Friday, January 23, 2009

(DAILY MAIL) MMD chides PF over investors’ about-turn

MMD chides PF over investors’ about-turn

GOVERNMENT has taken a swipe at Patriotic Front (PF) president Michael Sata for discrediting Chinese and Indians investors.

Chief Government spokesperson Lieutenant-General Ronnie Shikapwasha said in a statement issued in Lusaka yesterday that Mr Sata was making Chinese and Indian investment an issue by preying on the gullible because he believed he could gain political mileage out of it.

“It is strange that Mr Sata who, having rejected Chinese and Indian investors in 2006 presidential elections, but welcomed them during the 2008 campaign, has again rejected their investments without stating what has changed,” he said.

Gen.

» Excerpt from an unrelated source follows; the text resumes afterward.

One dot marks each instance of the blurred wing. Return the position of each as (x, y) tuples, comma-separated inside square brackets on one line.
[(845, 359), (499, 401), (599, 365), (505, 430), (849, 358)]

Shikapwasha said it was ironic that sentiments against Chinese and Indian investors were coming from a national leader at a time mine workers, who were more closely associated with mines owned by the two countries, were full of praise for the two investors.

He said Government would continue inviting local and foreign investment from countries that were willing and had the capacity to invest, including China and India, whose fast growing economies required a lot of materials that Zambia had.

“Many countries in the world, including developed ones, now look to China and India as the two emerging economic giants, for business and investment.

The two countries, as President Banda recently observed, are among the few with financial muscle under the current global financial crisis,” he said.

Gen. Shikapwasha said these countries mostly relied on imported materials and were willing to invest in the exploitation of such goods where they were available.

“Since Zambia has what they need, it is only proper that we take advantage of their financial capacity to develop our mines and other industries,” he said.

Gen. Shikapwasha said it was, therefore, an act of sabotage for national leaders who should be working with Government and local business houses to attract investment from the two countries to discourage such investment and use derogatory language to describe would-be investment partners.

He said when other investors in mining and other fields were laying off workers because of the effects of the global financial crisis, Chinese and Indian mining operators were restrained from doing so.

“It is worth noting that while Zambia invites investors from any part of the world, the investors that Mr Sata prefers have not come forward. Many of the investors now laying off workers or threatening to pull out of Zambia come from Mr Sata’s preferred countries,” he said.

Gen. Shikapwasha said like any other investors, Chinese and Indian investors’ motive was to make a profit, which he said was not a crime.

He said what was of interest to Zambians was whether these investors had the financial and technical capacity to run the mines or other undertakings in which they invested and were willing to obey the laws of Zambia in their operations.

“Investments, be they local or foreign, create business for Zambian suppliers of goods and services and consequently create employment,” he said.

Gen. Shikapwasha said as for Zambian investors, it was the MMD’s policy to attract local entrepreurship in mining and other fields.

He said old and new mine projects were open to local investors, adding that it was Government’s hope that they would come forward and not wait for Mr Sata to speak for them.

Gen. Shikapwasha said Government knew that Zambians had the knowledge and experience to run mines.
He, however, said local investors would be expected to prove their financial capacity as it was not Government’s responsibility to fund them.